Dans une société haïtienne fragilisée, où la jeunesse manque trop souvent d’initiatives structurantes et porteuses d’espérance, le sport peut devenir bien plus qu’un simple espace de compétition. C’est dans cette perspective que le Comité Olympique Haïtien (COH), en collaboration avec Solidarité Olympique, le Comité International Olympique (CIO) et la Fondation AIC, a lancé le programme « Sport pour la paix », destiné à offrir aux jeunes Haïtiens une alternative positive fondée sur l’éducation, la cohésion sociale et la promotion d’une culture de paix.
Le lancement officiel du programme a eu lieu le 22 avril, sur la terrasse du COH, en présence notamment du Dr Hans Larsen, président du Comité Olympique Haïtien, de Patrick Blanchet, secrétaire général du COH, d’Alfred Metellus, ancien ministre des Finances et trésorier du COH, de l’homme d’affaires Olivier Barrau, président-directeur général de l’AIC, ainsi que de Laurent Saint-Cyr, ancien président du Conseil présidentiel de transition (CPT) et initiateur du programme.
Plusieurs établissements scolaires prennent part à cette phase pilote, dont les lycées de Pétion-Ville, du Cinquantenaire, Jean-Jacques, Alexandre Pétion et La Saline, appelés à devenir les premiers bénéficiaires de cette initiative.

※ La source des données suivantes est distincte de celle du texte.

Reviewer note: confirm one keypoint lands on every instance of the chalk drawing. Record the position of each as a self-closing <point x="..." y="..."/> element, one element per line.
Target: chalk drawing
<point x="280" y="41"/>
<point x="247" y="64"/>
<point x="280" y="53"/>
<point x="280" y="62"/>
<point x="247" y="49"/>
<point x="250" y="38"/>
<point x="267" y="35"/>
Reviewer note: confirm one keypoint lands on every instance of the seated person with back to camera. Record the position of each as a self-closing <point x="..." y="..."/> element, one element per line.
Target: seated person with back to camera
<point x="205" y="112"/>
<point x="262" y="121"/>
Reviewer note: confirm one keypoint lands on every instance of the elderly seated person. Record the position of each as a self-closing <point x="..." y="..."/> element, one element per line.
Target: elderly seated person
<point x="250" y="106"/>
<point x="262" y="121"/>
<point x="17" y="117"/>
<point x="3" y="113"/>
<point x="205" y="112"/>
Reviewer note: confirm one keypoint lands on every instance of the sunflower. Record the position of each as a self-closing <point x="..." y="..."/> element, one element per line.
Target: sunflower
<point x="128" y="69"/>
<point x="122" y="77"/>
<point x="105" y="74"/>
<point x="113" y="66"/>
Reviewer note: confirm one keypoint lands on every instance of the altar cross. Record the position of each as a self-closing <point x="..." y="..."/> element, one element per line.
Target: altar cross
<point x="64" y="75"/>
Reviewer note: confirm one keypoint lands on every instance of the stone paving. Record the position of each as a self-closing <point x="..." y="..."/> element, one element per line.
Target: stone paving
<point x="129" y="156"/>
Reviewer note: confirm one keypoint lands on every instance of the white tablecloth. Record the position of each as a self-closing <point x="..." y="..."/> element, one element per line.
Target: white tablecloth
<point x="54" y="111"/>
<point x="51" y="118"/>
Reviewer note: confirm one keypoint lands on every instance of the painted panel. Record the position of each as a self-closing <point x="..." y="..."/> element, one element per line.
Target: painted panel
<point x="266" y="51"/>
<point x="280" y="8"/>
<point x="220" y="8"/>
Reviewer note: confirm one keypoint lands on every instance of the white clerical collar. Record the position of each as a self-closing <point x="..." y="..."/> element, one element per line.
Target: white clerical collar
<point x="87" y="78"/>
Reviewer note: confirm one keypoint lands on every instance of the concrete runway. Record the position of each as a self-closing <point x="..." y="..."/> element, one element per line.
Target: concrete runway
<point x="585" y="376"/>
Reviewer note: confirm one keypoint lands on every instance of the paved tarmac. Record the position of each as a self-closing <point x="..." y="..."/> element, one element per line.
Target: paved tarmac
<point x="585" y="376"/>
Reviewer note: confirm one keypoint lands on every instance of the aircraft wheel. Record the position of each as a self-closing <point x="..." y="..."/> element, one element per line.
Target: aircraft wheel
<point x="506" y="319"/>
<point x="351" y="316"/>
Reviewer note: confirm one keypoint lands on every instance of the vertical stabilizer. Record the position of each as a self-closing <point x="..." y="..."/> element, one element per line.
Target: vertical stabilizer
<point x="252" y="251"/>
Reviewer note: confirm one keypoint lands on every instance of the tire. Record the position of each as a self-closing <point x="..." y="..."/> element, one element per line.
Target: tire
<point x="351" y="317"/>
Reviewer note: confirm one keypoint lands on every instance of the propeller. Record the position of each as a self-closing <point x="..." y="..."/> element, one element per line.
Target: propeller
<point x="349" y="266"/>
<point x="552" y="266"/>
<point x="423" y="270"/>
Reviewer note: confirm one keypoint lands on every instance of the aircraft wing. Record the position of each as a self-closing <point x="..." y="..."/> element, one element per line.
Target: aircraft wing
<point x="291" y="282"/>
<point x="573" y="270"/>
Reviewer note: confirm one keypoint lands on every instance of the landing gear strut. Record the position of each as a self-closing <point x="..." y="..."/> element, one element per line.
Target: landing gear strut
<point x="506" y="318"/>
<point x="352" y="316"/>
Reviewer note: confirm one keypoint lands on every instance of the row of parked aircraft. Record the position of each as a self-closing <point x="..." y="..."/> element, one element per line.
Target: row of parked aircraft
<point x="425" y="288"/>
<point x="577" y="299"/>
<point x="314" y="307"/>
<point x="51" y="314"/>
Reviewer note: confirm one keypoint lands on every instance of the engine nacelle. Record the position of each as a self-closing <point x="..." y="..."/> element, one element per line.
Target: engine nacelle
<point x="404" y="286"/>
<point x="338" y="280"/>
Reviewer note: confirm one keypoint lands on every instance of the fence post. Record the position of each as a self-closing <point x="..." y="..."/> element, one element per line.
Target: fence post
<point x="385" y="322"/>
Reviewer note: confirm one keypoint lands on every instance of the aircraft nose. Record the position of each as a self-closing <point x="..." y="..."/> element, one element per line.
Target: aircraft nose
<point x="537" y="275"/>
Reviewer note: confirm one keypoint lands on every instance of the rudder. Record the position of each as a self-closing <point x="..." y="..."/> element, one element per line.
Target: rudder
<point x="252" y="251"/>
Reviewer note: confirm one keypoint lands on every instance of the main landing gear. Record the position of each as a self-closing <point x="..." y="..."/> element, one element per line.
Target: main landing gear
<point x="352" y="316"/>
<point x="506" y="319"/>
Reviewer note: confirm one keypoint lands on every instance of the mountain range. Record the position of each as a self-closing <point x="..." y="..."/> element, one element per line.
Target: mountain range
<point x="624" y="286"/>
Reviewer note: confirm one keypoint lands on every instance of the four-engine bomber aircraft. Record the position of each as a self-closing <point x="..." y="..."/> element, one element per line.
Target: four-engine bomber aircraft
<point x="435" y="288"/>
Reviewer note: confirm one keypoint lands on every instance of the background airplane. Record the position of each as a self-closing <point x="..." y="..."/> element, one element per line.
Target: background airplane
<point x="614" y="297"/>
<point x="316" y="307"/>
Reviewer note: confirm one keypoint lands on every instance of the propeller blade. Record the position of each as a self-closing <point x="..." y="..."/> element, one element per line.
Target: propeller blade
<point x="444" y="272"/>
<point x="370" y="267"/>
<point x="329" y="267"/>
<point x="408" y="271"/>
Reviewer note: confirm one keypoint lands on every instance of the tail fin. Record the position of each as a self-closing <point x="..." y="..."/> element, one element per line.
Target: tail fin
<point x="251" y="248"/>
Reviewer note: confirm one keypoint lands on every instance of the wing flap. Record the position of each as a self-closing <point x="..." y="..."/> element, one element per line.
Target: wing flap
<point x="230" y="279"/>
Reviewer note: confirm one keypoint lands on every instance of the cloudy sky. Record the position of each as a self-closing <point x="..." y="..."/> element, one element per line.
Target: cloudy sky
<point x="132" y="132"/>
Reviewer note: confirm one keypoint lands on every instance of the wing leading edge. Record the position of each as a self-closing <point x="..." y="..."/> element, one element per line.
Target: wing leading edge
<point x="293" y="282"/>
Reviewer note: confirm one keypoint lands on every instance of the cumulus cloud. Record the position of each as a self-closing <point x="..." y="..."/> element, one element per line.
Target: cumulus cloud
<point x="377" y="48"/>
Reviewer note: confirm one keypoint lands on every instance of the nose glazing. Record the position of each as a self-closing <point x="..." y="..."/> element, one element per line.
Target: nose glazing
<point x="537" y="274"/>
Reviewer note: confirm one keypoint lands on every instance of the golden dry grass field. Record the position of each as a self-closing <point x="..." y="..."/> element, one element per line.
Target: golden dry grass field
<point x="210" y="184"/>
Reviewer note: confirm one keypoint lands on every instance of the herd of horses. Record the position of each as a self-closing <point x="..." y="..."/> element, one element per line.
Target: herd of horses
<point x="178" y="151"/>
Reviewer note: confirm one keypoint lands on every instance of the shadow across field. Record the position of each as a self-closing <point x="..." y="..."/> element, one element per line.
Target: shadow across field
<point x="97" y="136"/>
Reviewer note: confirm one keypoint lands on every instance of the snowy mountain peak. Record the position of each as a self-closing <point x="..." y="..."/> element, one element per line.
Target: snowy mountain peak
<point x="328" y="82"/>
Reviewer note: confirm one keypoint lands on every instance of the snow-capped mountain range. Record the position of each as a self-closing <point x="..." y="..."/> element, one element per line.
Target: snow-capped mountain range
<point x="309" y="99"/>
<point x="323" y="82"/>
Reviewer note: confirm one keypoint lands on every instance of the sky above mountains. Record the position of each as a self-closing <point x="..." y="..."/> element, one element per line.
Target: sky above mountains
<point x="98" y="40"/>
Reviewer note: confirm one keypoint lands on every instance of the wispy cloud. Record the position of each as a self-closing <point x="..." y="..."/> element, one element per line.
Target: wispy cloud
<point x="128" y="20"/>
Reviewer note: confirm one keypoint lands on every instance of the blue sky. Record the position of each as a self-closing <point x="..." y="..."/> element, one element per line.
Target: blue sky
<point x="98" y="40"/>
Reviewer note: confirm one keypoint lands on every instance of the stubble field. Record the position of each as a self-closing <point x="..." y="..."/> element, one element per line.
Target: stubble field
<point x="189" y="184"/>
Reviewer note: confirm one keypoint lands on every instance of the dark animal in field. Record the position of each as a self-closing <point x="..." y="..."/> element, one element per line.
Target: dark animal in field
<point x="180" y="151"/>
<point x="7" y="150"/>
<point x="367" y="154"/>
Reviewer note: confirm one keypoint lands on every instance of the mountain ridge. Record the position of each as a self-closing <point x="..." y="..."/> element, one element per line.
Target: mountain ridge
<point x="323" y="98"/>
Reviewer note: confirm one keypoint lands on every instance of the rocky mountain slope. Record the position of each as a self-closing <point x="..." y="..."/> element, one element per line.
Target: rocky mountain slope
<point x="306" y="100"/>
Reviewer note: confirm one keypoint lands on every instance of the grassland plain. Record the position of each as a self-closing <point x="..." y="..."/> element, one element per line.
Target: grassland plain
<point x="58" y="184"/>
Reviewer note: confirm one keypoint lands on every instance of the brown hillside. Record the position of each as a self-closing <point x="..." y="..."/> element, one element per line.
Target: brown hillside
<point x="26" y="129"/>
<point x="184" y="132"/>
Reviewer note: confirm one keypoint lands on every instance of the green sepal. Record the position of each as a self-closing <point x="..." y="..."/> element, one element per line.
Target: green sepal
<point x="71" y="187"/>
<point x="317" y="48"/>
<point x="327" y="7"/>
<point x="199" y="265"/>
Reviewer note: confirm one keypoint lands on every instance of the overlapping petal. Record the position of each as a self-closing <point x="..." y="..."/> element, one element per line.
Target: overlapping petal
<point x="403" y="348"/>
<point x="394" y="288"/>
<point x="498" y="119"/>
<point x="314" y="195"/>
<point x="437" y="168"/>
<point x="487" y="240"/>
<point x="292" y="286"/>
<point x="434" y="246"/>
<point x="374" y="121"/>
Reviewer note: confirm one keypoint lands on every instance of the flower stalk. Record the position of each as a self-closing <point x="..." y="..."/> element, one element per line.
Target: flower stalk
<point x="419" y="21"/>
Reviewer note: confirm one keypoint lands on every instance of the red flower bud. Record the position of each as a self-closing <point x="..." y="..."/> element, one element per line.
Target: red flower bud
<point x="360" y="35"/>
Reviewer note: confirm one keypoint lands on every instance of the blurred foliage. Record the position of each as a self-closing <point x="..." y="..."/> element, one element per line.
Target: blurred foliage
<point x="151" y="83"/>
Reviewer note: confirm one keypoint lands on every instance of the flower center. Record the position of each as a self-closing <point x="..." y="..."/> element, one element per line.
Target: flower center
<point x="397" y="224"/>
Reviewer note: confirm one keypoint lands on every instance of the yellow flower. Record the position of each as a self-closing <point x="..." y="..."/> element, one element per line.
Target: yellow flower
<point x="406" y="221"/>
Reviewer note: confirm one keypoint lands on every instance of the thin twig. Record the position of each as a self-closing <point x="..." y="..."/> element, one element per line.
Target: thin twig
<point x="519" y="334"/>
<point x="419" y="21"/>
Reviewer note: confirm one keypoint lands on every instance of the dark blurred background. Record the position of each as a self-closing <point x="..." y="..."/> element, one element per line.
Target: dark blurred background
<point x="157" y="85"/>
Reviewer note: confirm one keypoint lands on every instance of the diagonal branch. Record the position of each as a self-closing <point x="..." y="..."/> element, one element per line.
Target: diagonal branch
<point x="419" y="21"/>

Dans son intervention, le Dr Hans Larsen a rappelé la portée universelle du sport, capable de rassembler, d’éduquer et d’ouvrir des perspectives nouvelles aux jeunes. Il a invité les élèves à s’approprier les valeurs olympiques fondamentales que sont le respect, l’excellence et l’amitié, tout en soulignant l’importance de l’éducation, qu’il a présentée comme un privilège et un levier essentiel d’émancipation.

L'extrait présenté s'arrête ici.